Yvain, defensive back depuis cinq ans aux Templiers d’Elancourt a entendu parler de ce stage dans son club : « Deux coéquipiers qui avaient enduré le stage l’an dernier m’ont dit d’aller regarder sur le site internet de l’EIFA et cela m’a donné envie ». Inscrit toute la saison sur la feuille de match de l’Equipe Elite, « je n’ai pas eu de temps de jeu, même si j’ai progressé. Mon objectif est d’avoir désormais ma place dans l’équipe en D2 ou bien d’être un élément moteur de la réserve pour monter en D3. » Lui n’est que demi-pensionnaire et rentre dans les Yvelines dès la fin de la séance vidéo programmée après le déjeuner, sieste réparatrice oblige. « On apprend tellement de points techniques que j’en arrive à être frustré. Les coaches ont une approche technique différente et je retrace chaque soir tous les exercices effectués, ne serait-ce que pour mettre un nom sur ce qui a été fait afin de ne pas l’oublier », explique-t-il. Il ne soulève qu’un seul bémol, « le manque d’anticipation sur certaines séances vidéo, du coup on perd du temps, mais je suis très exigent ! »


Running back

La defensive Line tente d'empêcher l'offensive line de passer

 

La vidéo, outil essentiel

Après le déjeuner pris sous un barnum, tous les participants se donnent en effet rendez-vous dans une salle privatisée du « Buffalo » voisin. Les coaches montrent les points à améliorer, preuves à l’appui, et chaque joueur est donc mis sur le « grill ». Anthony Lucka, coach des Linebackers, insiste sur ce point : « Les images ne mentent pas, il n’y a pas de justifications possibles. On a beau répéter les choses sur le terrain, certains ont besoin de voir », explique-t-il avant de s’isoler avec l’un de ses protégés : « Ton premier step aurait pu te faire gagner un demi-yard et cela aurait fait toute la différence », dit-il en montrant le pied d’appui sur l’écran. « La vidéo est vraiment très importante. On ne l’a jamais fait aux Templiers mais on devrait, cela ferait progresser l’équipe », soupire Yvain. « Je regrette d’être le seul des Templiers quand je vois que les Météores sont cinq ou six ! Eux seront en position de force pour négocier la mise en place de séances vidéo auprès de leurs coaches », explique-t-il. Même constat pour Jonathan : « Dans mon club, on ne fait jamais ce travail et c’est vraiment très bien de pouvoir le faire ici. On sait désormais ce qu’on doit travailler ! »

 

Cédric Essermeant Cédric Esserméant s'occupe de la vidéo

 

Larry, receveur des Météores, fait parti des vingt que Cédric Esserméant appelle les « ambassadeurs ». Déjà présent l’an passé avec ses autres coéquipiers, il a pu communiquer dans son club et engrener d’autres joueurs. Il peut surtout comparer les deux éditions : « les conditions se sont améliorées : on est plus frais l’après-midi et on peut mieux profiter des séances vidéo plus longues. La grosse différence se situe au niveau des changements de planning, les drills ont été simplifiés, nous sommes suivis par des coaches spécialisés et nous avons eu un plan de préparation physique peu avant le stage : il y avait eu beaucoup de blessés l’an passé et les organisateurs ont su s’adapter. Ce plan peut nous servir en plus pour la saison à venir. Sinon la base reste identique : on nous fait faire un jeu pour lequel chaque point aura été travaillé en amont, que ce soit les blocages, le tracé, le nombre de pas… » énonce-t-il. S’il est venu « pour la bonne ambiance », il a été surpris d’apprendre « encore d’autres choses que je vais noter et m’efforcer d’exécuter lors des practices. »

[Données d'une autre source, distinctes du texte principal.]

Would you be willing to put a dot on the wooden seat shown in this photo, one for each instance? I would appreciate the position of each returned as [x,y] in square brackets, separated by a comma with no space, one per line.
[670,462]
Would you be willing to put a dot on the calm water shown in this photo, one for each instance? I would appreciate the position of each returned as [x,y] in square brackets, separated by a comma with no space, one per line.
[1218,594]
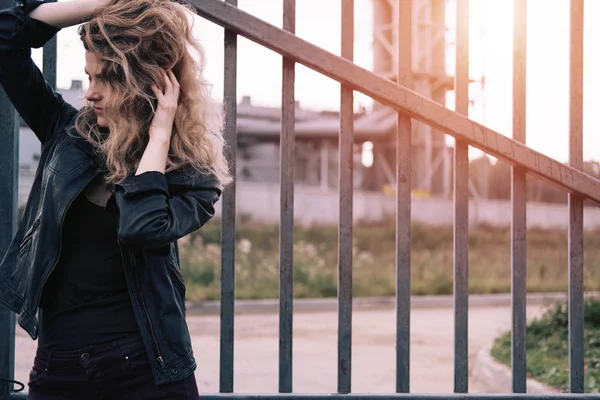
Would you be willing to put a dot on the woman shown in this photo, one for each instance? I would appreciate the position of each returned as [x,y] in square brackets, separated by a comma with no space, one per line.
[118,183]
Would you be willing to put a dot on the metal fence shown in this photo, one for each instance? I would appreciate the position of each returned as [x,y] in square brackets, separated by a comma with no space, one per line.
[409,105]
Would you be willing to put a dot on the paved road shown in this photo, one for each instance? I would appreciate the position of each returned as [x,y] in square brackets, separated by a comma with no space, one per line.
[315,349]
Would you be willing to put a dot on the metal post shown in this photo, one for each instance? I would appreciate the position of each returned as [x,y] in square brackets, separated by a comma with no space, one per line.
[576,350]
[286,234]
[403,203]
[519,203]
[228,214]
[346,186]
[461,207]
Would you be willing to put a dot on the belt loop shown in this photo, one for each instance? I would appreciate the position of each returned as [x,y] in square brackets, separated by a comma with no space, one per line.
[49,362]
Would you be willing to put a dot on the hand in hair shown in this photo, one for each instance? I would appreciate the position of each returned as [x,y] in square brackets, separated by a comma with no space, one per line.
[164,115]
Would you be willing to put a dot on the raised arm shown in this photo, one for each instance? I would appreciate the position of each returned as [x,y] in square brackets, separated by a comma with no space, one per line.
[30,25]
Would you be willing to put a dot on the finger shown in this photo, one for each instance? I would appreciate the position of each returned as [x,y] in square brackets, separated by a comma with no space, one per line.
[173,79]
[157,92]
[168,84]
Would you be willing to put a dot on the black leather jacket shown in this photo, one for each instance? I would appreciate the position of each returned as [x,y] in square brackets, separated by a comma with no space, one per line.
[154,210]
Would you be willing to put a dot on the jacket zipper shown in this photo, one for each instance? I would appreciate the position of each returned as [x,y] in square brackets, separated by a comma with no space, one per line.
[62,219]
[160,360]
[29,233]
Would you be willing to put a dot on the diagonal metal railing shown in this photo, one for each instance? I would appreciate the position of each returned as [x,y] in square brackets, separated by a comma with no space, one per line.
[409,105]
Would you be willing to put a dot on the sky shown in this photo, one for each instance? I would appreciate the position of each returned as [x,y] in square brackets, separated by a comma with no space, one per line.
[318,21]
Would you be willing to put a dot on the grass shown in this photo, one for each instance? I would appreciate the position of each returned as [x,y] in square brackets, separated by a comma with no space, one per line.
[547,347]
[315,261]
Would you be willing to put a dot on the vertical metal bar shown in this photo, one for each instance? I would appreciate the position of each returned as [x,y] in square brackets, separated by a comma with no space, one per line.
[9,161]
[461,207]
[9,154]
[346,172]
[228,228]
[403,203]
[286,233]
[576,360]
[519,202]
[49,68]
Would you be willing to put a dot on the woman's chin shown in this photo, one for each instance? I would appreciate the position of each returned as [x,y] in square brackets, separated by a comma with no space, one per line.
[102,122]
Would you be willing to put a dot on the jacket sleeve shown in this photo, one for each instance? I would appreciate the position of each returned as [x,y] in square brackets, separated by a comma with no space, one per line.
[151,217]
[39,105]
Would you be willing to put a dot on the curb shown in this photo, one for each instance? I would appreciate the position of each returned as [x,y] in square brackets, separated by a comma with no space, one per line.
[497,377]
[373,303]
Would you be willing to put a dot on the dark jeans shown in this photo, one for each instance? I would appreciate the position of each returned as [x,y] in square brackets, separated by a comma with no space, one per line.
[115,370]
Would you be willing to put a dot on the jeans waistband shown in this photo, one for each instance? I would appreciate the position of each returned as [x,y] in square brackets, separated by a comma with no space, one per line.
[47,360]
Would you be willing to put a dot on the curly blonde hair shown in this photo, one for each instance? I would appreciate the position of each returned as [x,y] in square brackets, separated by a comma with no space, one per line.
[137,40]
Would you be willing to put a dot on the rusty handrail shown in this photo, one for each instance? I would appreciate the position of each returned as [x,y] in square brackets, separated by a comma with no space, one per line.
[398,97]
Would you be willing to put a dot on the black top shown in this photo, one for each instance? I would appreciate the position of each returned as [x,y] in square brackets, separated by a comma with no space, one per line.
[85,300]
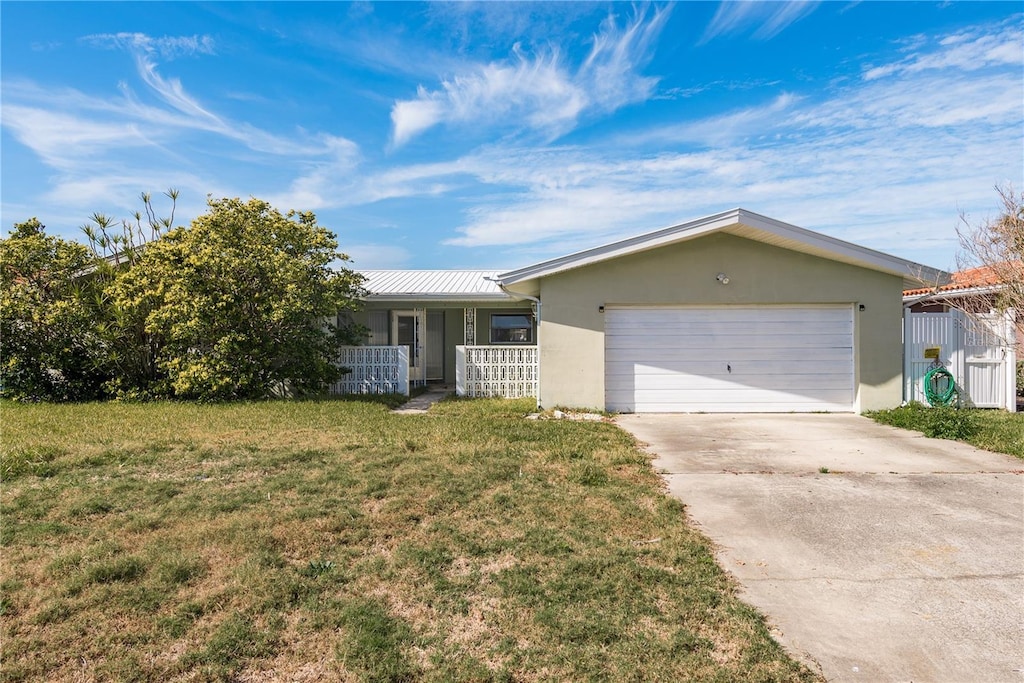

Le lendemain, le retour sur les terrains est difficile pour certains. Les jambes raides des linemen ou les bras ankylosés des quaterbacks se font sentir et se voient sur les visages grimaçants. Pourtant, ces douleurs n’entament ni l’envie ni l’enthousiasme des participants. Le « réchauffement » quotidien se fait toujours sous la direction de Charles-Antoine Sinotte, MVP étranger de la saison Elite. Jonathan sait la chance qu’il a : « J’ai appris beaucoup sur la technique et sur les positions avec lui. C’est énorme, je l’ai vu en vidéo mais là, je suis formé par lui : il sait de quoi il parle. » Après avoir travaillé des aspects techniques avec leurs coaches de position, les chasubles noires de la ligne défensive affrontent les blanches de la ligne offensive afin de préparer le scrimmage du dernier jour, sous les regards attentifs des « shadow coaches »1.

 CA Sinotte explique les pas

Charles-Antoine Sinotte donne des explications à ses receveurs

 

« That’s it ! Good job, guys ! »

Fabrice, ancien joueur, fait partie de ces « entraîneurs de l’ombre » venus « se perfectionner. L’idée c’est d’apprendre et de comprendre et surtout de restituer ces connaissances aux joueurs et coaches qui n’ont pas eu la chance de venir ici. » Calepin à la main, il note les objectifs, les exécutions des drills. « En aucune manière nous ne sommes là pour coacher les joueurs », précise-t-il. « Par rapport à ce que je pensais, c’est vraiment très sérieux », dit-il en appuyant sur la qualité de l’encadrement technique. « Quand je rentrerai à la Rochelle, je vais digérer la somme d’informations, en faire une présentation que je diffuserai ensuite à tous les licenciés. » La réunion « coaches - shadow coaches » programmée après la séance vidéo est faite pour enlever toute part d’ombre. « C’est vraiment un moment d’échanges où l’on revient sur l’entraînement du matin mais où certains posent des questions plus générales ou qui concernent leur club : comment gérer l’absentéisme, motiver les joueurs ?…  Je suis sur un nuage depuis quelques jours, je n’ai pas envie que ça s’arrête ! »

scrimmage coach Frank

 

Coach Frank donne de la voix!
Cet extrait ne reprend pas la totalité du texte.